PROCEDURE [dbo].[CsvToTable] @Csv VARCHAR(MAX) , @SchemaName VARCHAR(128) , @TableName VARCHAR(128) , @KeyColumnName VARCHAR(32) = 'Id' , @Debug BIT = 0 AS SET NOCOUNT ON ; BEGIN TRY DECLARE @mySql NVARCHAR(MAX)= 'select distinct ' + @KeyColumnName + ' from ' + QUOTENAME(@schemaName) + '.' + QUOTENAME(@tableName)
IF ( @Csv IS NULL OR @Csv = '' ) BEGIN SET @mySql = @mySql + ' where 1=0' END ELSE BEGIN
SET @mySql = @mySql + ' where ' + @KeyColumnName + ' in (' + @Csv + ')' END IF ( @Debug = 1 ) PRINT @mySql EXEC sp_executesql @mySql END TRY BEGIN CATCH --Your catch logic here --EXEC dbo.Error_Rethrow END CATCH
And this is how you’d use it:
[sourcecode language="sql"] DECLARE @csv VARCHAR(MAX) = '1,2,3,4,5,6,7'
DECLARE @tbl TABLE ( Id INT ) INSERT INTO @tbl EXEC dbo.CsvToTable @csv, N'Geo', N'Address', N'Id'
SELECT a.Id FROM Geo.Address a JOIN @tbl tbl ON tbl.Id = a.Id [/sourcecode]
Here is some benchmarking on the new solution (all in microseconds): 1 second = 1000 milliseconds = 1'000'000 microseconds
10000 CSV ~ 0.2 secs – T1: 212'289 – T2: 183'635 – T3: 204'688
WOW! That's 1/5 of a second on average to query 10K records. MUCH MUCH better ah?!
Let’s check pros and cons of this solution.
- There is nothing faster than this solution to convert CSV into a table.
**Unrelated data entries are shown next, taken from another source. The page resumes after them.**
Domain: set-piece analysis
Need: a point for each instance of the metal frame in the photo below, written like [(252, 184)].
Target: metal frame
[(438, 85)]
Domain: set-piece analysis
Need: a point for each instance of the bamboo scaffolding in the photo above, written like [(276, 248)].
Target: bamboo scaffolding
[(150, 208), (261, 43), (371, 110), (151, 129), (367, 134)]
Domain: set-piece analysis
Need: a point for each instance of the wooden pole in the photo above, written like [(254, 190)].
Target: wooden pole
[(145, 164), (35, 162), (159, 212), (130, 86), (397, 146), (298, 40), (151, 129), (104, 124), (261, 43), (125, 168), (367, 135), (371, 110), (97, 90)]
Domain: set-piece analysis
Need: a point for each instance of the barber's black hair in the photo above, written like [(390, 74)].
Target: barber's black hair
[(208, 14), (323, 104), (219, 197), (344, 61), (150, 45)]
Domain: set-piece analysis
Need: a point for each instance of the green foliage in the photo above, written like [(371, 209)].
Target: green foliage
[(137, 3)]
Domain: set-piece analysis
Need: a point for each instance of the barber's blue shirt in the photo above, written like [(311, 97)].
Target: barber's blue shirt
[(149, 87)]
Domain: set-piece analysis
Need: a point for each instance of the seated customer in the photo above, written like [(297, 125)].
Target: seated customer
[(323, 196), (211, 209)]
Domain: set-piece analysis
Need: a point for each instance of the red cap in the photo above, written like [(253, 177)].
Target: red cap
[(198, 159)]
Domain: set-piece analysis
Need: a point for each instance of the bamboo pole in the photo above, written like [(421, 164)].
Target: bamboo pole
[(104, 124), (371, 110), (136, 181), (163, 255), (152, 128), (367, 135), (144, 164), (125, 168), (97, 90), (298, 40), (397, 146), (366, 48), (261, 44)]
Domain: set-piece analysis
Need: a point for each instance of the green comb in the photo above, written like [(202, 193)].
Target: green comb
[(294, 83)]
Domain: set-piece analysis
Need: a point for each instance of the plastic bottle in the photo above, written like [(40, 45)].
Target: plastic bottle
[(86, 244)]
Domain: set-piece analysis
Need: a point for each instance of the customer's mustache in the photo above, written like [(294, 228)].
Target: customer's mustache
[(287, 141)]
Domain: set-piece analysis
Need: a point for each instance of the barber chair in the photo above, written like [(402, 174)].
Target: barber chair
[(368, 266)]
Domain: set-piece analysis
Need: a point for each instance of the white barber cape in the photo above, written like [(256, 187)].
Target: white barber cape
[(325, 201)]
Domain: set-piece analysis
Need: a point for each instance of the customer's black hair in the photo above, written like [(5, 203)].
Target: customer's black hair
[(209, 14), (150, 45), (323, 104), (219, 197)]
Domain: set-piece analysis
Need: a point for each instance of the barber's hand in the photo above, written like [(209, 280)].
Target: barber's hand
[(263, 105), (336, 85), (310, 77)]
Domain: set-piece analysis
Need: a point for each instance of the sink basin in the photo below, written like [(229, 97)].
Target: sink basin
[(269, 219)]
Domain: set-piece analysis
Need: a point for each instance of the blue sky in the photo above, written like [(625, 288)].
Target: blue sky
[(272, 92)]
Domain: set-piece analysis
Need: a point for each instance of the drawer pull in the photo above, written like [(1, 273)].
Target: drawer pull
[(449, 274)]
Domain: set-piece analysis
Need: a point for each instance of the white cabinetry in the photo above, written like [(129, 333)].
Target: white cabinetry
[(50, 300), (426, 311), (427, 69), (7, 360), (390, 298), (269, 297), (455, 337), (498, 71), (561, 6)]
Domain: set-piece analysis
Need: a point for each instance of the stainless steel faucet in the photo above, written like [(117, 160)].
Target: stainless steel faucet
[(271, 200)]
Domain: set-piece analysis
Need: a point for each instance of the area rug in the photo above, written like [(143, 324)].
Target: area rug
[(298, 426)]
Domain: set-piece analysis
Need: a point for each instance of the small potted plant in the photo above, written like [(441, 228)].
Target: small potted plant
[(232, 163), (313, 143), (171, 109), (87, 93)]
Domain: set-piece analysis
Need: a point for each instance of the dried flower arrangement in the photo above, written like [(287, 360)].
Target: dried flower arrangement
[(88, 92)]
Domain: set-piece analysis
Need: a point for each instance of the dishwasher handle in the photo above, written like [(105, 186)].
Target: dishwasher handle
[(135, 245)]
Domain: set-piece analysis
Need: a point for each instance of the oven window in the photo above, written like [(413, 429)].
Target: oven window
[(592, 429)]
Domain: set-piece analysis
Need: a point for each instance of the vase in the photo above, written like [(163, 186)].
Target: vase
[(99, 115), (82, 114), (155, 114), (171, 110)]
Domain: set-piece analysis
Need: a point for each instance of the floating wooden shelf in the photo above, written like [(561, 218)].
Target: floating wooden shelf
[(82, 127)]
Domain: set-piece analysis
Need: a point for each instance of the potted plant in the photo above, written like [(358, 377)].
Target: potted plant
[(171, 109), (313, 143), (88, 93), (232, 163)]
Period.
- You can configure additional indexes on the columns you want to lookup using a CSV approach and the indexed will have an impact on the speed of the CSV look-up; versus always having a linear execution order because the function is unaware of indexes.
- Simple to use.
- It’s using dynamic SQL, and that brings all the negative things writing dynamic SQL has. I will recommend having a dedicated role to runners of this sproc so that users do not have permissions to run it. Try to always use this sproc through another sproc.
- The fact that is a sproc “feels” wrong, since by their nature sprocs can have side effects, although this one has none. This is precisely the reason why a function does not allow for execution of dynamic SQL.
I think I can live with the feeling in trade of the unmatched performance this solution offers. A couple of things to note that were done to prevent SQL injection on the Dynamic SQL:
- Both schema and table names are provides as separate parameters of the sproc and they are put together in the code with the '.' separator.
- Both schema and table name are wrapped using quotename()
- When executing the Dynamic SQL, I'm using sp_executesql rather than just the plain EXEC() function.
- There is a @Debug parameter that prints the generated Dynamic SQL when debugging. This will safe you a couple of headaches.